The equation of a sphere in the simplest form is \((x - h)^2 + (y - k)^2 + (z - l)^2 = r^2\), where:

• \( (h, k, l) \) is the center of the sphere.
• \( r \) is the radius of the sphere.

This equation emerges when identifying all points that are a fixed distance, \( r \),from a specific point, the center \((h, k, l)\).
Completing the square is a key technique in bringing a given equation into this standard sphere form. Without doing this,recognizing the center and radius is not straightforward, especially if the equation has mixed or linear terms.
With practice, you'll be able to spot opportunities to apply this method and transform complex equations with ease.

Mathematical problem solving often involves transforming or manipulating the equations we are given into a more recognizable form.
The process often requires us to break down the problem into simpler parts or steps that are easier to handle.In the context of this sphere problem, the goal is to identify the center and radius of the sphere from a given quadratic equation.

• The first step in this type of problem is to simplify the equation, making it easier to work with.

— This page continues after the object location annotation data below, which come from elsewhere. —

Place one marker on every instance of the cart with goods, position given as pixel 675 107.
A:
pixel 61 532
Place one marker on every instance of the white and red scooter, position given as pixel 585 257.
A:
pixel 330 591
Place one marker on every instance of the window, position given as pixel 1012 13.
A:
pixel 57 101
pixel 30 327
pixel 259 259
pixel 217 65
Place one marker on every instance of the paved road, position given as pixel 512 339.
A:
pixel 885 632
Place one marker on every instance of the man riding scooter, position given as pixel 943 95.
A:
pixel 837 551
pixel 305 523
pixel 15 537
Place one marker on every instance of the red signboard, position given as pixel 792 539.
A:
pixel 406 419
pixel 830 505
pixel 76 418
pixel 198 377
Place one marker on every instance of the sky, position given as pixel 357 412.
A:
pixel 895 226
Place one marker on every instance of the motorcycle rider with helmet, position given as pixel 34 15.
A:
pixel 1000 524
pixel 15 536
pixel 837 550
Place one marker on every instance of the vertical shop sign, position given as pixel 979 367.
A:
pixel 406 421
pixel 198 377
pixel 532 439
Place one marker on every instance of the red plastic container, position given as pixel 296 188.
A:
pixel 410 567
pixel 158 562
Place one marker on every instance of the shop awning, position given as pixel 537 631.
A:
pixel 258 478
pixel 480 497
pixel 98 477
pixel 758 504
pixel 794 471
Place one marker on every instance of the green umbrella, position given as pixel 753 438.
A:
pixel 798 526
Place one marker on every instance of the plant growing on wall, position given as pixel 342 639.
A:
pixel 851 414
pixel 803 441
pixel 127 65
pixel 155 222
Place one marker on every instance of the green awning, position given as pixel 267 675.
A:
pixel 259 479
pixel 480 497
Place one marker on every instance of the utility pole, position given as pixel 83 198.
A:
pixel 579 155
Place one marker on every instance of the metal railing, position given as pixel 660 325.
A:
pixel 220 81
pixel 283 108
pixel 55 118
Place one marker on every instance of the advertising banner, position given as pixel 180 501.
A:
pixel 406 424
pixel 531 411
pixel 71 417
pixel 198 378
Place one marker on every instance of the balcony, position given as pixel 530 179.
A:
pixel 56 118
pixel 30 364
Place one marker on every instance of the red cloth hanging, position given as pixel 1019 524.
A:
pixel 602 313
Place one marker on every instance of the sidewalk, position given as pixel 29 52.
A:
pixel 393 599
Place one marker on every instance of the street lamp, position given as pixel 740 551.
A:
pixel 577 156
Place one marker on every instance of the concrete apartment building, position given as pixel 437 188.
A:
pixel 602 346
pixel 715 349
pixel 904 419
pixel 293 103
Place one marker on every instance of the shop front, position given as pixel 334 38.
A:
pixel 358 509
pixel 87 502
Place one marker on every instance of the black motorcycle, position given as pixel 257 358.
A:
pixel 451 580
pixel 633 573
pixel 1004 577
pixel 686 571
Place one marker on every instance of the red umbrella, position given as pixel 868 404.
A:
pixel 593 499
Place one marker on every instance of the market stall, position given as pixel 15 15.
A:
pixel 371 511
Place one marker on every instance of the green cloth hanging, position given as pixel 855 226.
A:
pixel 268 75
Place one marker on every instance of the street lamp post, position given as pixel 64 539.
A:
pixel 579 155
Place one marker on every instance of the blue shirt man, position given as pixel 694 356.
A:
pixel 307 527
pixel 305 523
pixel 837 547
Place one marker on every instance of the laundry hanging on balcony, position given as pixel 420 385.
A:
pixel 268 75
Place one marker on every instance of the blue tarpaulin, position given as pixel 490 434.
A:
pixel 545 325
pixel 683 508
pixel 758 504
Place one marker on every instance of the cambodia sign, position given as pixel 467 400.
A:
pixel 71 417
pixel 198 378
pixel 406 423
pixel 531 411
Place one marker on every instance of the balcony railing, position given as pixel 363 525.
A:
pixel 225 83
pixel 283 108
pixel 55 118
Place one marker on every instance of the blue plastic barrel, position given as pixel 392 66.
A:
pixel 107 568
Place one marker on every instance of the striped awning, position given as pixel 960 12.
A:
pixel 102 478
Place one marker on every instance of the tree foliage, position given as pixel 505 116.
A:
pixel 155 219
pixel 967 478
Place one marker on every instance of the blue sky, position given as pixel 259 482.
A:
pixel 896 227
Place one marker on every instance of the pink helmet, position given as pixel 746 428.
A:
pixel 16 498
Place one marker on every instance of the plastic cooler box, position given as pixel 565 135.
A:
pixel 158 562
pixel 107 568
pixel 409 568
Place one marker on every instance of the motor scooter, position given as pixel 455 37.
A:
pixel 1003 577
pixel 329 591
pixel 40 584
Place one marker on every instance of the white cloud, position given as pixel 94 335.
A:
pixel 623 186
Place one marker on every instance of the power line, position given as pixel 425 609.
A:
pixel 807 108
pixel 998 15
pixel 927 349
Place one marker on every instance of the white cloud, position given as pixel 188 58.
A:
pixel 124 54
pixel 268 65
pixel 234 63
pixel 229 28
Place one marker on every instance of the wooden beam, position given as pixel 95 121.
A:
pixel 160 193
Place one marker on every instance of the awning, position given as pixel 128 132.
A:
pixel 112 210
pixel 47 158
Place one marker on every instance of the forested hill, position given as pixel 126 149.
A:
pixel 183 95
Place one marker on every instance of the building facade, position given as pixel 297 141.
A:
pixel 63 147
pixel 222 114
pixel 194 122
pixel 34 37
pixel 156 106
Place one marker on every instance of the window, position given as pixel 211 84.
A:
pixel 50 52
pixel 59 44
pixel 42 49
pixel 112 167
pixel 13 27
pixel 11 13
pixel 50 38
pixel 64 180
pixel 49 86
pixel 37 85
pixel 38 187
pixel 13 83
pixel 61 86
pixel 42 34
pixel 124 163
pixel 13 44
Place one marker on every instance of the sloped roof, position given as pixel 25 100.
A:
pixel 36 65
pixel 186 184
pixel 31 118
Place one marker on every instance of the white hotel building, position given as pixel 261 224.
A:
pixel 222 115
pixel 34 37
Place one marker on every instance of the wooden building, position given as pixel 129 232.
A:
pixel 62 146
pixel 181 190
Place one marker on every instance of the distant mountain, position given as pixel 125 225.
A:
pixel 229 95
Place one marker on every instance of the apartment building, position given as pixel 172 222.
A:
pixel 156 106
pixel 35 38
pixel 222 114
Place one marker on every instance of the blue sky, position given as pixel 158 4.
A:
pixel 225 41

Often, you divide all terms to clear coefficients.
• Next, rearrange terms to prepare for completing the square.
• Each variable, \(x\), \(y\), and \(z\), is treated separately, transforming each quadratic term into a reducible square form.

Mastering this problem-solving technique not only aids in comprehending geometric figures like spheres but also sharpens an overall mathematical skillset.

Algebraic manipulation is a powerful tool required for transforming expressions and solving equations. It involves rearranging, simplifying, or factoring terms to achieve a desired outcome.
In this exercise, we focus on completing the square, a specific type of manipulation used to restructure quadratic terms
Here's a quick guide on how to complete the square:

• Identify the quadratic and linear terms of a single variable, say \(x^2 - ax\).
• Find half of the linear coefficient: here, it's \(-\frac{a}{2}\).
• Square this value: \((\frac{a}{2})^2\) and add & subtract it within the equation to maintain equivalence.
• Rewrite the expression as a perfect square, that reveals the inherent structure: \((x - \frac{a}{2})^2\) minus the squared term.

Using these steps, solve each variable term's quadratics to arrive at a neat equation.Algebraic manipulation helps in converting the challenge of a complex-looking equation into a straightforward, understandable form.